東京・千代田区の法政大学で開かれた就職説明会には、来月に卒業を控え、まだ就職先が決まっていない大学4年生などおよそ300人が参加しました。会場にブースを設けたのは民間企業ではなく、国際協力や環境、福祉などの分野で活動するNPOやNGOなど24の団体です。
慢性的な人材不足を解消するため、この春卒業する大学生にも進路の選択肢にしてもらうのがねらいで、会場ではNPOの活動内容のほか、給料など待遇面を相談するコーナーも設けられました。参加した学生のなかにはNPOなどの活動にあまり興味を持ったことがなかったという人もいましたが、説明を聞いて就職先の1つとして考えたいという声も聞かれました。
学生の1人は「これまで水産食品会社や公務員など30社ほど受けましたが、まだ内定はありません。就職できなければ留年も考えていますが、何とか卒業までに決めたいと考えているので、説明会で興味を持ったNPOにも応募してみようと思います」と話していました。
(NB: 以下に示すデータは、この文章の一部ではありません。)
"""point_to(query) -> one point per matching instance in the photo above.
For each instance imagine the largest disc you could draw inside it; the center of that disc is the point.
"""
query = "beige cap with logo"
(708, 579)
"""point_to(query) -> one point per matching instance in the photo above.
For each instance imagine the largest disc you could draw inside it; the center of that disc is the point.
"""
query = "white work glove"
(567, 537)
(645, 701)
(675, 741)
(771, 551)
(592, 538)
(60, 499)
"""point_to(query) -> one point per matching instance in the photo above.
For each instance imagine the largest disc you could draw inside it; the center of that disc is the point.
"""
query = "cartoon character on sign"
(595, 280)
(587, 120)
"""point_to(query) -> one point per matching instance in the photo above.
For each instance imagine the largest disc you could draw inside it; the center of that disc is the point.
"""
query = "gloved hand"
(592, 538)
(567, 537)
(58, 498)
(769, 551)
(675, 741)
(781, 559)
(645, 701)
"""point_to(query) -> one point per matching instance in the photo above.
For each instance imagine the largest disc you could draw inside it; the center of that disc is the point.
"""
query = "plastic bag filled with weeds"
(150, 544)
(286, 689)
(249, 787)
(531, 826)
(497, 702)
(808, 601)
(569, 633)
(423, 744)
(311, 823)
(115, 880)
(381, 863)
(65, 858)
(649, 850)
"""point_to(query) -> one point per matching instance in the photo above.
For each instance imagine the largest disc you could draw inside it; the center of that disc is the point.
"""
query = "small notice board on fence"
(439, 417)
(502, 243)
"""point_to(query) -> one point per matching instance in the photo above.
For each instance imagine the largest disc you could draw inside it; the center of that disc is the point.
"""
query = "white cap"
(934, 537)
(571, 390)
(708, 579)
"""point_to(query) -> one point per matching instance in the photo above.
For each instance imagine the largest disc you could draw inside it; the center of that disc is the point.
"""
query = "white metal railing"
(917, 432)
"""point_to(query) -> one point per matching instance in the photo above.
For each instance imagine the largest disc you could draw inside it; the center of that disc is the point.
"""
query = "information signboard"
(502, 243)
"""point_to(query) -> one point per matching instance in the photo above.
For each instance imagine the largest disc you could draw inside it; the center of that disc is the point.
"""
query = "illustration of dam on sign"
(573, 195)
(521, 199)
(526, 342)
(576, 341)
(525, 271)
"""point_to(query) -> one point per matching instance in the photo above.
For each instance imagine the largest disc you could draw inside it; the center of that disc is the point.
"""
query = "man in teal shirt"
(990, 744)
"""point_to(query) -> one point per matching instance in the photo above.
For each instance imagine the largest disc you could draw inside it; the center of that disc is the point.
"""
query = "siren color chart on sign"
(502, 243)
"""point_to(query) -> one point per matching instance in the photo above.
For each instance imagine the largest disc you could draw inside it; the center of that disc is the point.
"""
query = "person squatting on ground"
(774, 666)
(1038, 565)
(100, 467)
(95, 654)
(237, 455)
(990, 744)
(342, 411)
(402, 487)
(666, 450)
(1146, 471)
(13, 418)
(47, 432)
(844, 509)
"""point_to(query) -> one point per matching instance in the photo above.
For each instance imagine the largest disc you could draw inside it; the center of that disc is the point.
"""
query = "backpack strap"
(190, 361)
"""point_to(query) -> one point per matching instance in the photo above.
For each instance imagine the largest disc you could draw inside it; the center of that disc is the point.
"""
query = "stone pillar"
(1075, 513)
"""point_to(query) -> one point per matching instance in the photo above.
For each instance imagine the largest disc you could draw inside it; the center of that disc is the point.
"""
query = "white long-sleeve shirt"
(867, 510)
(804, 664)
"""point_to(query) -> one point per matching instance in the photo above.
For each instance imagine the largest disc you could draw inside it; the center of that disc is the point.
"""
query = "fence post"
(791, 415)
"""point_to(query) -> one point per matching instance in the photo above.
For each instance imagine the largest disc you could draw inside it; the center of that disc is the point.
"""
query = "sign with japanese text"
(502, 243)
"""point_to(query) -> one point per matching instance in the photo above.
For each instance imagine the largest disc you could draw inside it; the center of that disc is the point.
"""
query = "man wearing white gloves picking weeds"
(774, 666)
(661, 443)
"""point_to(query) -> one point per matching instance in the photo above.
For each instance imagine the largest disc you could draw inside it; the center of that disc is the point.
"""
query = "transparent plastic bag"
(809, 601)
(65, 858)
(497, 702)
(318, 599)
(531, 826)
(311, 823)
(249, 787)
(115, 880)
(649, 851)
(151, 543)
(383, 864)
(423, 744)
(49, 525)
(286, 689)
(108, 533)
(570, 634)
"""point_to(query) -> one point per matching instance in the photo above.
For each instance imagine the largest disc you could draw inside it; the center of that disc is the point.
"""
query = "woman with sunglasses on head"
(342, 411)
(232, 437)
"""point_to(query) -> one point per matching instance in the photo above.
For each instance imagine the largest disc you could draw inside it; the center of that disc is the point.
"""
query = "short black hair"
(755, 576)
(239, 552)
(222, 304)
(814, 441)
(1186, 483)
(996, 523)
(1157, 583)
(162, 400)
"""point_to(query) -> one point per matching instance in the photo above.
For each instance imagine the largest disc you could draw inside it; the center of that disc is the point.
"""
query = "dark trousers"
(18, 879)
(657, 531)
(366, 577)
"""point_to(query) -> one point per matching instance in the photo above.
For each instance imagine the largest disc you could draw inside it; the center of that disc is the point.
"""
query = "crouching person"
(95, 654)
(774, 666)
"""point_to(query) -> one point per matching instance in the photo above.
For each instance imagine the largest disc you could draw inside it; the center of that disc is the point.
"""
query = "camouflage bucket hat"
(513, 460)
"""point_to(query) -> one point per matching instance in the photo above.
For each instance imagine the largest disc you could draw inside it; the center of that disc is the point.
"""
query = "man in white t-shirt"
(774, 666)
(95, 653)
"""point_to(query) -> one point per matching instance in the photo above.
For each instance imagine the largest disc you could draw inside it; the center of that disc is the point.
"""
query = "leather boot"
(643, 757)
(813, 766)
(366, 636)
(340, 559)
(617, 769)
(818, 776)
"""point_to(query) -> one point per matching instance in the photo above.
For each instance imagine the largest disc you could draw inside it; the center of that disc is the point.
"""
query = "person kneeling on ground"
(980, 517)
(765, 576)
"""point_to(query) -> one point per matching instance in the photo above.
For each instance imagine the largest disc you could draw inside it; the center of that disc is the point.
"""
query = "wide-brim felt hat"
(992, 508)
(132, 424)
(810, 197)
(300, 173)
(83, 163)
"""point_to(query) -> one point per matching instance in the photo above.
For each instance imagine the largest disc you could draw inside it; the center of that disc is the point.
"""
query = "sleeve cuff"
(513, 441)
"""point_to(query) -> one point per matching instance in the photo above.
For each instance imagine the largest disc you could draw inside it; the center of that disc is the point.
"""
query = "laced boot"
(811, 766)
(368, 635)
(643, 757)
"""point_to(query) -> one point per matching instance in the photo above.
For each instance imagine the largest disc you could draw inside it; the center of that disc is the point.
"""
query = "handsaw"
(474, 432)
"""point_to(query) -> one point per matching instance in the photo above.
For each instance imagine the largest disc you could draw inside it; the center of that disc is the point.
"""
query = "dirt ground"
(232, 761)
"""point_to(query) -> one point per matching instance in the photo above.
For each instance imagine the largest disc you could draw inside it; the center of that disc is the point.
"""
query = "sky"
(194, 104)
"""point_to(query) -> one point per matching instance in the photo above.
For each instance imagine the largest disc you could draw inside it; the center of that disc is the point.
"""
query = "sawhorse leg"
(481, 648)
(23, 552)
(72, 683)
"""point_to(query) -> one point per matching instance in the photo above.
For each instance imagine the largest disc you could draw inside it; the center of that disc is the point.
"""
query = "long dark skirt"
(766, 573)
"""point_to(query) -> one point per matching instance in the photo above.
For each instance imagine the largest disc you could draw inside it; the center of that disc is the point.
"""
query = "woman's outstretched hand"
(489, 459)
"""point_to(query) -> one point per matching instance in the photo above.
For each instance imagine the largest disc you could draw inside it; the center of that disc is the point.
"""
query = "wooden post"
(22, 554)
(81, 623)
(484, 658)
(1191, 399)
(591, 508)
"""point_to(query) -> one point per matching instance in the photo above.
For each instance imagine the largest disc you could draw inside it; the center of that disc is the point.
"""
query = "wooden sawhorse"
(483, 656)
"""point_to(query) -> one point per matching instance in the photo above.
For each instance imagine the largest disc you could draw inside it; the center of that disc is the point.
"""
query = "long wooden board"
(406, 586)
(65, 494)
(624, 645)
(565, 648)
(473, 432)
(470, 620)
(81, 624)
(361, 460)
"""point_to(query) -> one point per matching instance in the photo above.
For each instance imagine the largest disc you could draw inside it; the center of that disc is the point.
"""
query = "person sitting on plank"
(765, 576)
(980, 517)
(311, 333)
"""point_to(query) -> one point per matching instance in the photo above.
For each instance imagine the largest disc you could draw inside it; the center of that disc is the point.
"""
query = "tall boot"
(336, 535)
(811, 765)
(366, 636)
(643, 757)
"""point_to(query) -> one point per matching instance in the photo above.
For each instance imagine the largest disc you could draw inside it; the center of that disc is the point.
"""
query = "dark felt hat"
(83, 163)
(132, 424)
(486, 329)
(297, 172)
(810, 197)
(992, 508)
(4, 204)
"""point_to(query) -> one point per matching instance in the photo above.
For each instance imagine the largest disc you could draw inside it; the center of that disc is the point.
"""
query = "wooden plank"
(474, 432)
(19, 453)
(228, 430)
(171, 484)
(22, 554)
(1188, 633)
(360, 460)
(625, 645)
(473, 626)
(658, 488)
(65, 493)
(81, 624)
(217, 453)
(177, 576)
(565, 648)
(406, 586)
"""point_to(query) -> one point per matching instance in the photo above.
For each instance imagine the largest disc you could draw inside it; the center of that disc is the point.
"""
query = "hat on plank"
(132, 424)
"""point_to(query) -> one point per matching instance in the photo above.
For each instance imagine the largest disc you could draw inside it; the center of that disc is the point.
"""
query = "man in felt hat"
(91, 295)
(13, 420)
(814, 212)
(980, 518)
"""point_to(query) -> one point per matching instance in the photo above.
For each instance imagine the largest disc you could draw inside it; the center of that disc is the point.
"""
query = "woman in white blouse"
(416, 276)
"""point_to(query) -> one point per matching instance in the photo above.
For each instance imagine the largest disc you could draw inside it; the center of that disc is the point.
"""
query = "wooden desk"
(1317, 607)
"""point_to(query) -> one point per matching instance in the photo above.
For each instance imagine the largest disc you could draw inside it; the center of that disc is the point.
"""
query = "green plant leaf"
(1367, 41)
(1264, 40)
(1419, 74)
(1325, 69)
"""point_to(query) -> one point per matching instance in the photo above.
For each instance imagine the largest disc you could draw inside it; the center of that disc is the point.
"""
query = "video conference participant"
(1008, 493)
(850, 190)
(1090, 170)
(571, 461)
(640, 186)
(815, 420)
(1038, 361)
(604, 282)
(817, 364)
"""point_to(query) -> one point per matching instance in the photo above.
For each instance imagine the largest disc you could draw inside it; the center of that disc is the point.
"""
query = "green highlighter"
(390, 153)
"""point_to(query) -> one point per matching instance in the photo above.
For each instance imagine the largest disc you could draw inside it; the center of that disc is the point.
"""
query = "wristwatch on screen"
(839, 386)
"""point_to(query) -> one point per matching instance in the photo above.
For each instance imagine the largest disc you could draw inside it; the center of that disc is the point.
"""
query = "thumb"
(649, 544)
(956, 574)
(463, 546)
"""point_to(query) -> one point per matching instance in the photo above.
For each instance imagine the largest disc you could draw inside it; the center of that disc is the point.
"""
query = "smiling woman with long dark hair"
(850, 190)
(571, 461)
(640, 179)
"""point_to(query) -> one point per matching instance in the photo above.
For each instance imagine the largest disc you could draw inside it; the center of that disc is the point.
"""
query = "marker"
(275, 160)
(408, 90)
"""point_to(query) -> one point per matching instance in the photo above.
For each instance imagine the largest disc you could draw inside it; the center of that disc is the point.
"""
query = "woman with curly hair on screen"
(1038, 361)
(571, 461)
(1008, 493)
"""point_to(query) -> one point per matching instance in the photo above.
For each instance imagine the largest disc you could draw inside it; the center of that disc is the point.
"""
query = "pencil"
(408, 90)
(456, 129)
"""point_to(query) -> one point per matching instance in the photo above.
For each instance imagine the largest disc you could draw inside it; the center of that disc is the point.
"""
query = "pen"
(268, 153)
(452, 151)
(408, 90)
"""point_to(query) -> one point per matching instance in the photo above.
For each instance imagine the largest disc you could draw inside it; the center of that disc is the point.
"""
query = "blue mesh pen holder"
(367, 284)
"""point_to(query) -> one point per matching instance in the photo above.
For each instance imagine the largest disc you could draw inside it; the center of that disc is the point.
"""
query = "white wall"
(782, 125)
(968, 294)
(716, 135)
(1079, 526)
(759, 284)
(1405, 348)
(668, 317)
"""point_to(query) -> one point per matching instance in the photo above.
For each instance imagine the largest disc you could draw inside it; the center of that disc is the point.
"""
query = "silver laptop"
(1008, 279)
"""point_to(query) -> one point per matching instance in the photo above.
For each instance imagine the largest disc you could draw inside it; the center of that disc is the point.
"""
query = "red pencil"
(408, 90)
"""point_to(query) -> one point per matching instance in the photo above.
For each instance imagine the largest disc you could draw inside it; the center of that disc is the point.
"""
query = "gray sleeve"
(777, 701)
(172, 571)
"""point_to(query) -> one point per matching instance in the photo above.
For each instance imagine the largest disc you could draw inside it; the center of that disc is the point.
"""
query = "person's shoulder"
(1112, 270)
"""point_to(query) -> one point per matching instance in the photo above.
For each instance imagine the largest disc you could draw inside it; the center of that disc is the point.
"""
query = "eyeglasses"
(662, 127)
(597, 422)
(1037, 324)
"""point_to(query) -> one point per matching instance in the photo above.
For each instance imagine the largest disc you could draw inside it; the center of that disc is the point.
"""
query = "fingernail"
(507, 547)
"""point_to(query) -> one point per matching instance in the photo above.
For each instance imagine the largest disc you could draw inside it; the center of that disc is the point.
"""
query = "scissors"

説明会を主催したNPOを支援する活動をしている「NPOサポートセンター」の小堀悠さんは、「NPOは民間企業より給料が低いところもありますが、人のために働けるとか役に立つということを実感できる職場です。仕事は大変なこともありますが、NPOを引っ張っていく熱意のある人にぜひ来てもらいたいと思います」と話していました。
このように、不景気→就職率の低下→一般企業への就職は難しい→NPOに就職!という流れもあるようですが、大きな傾向としては“自分のやりがい”を求めてNPOを就職先として希望する人も増えている傾向にあるようです。
それはきっと、日本がまがりなりにも(トップではなく経済大国第二位という)豊かな生活水準を得たからだと思っています。もっとも、昨年には中国にその座を譲りましたが、欲しいモノは何でも手に入る太平の世では出世欲よりもやりがいを求める――ある意味自然な流れとも見えなくありません。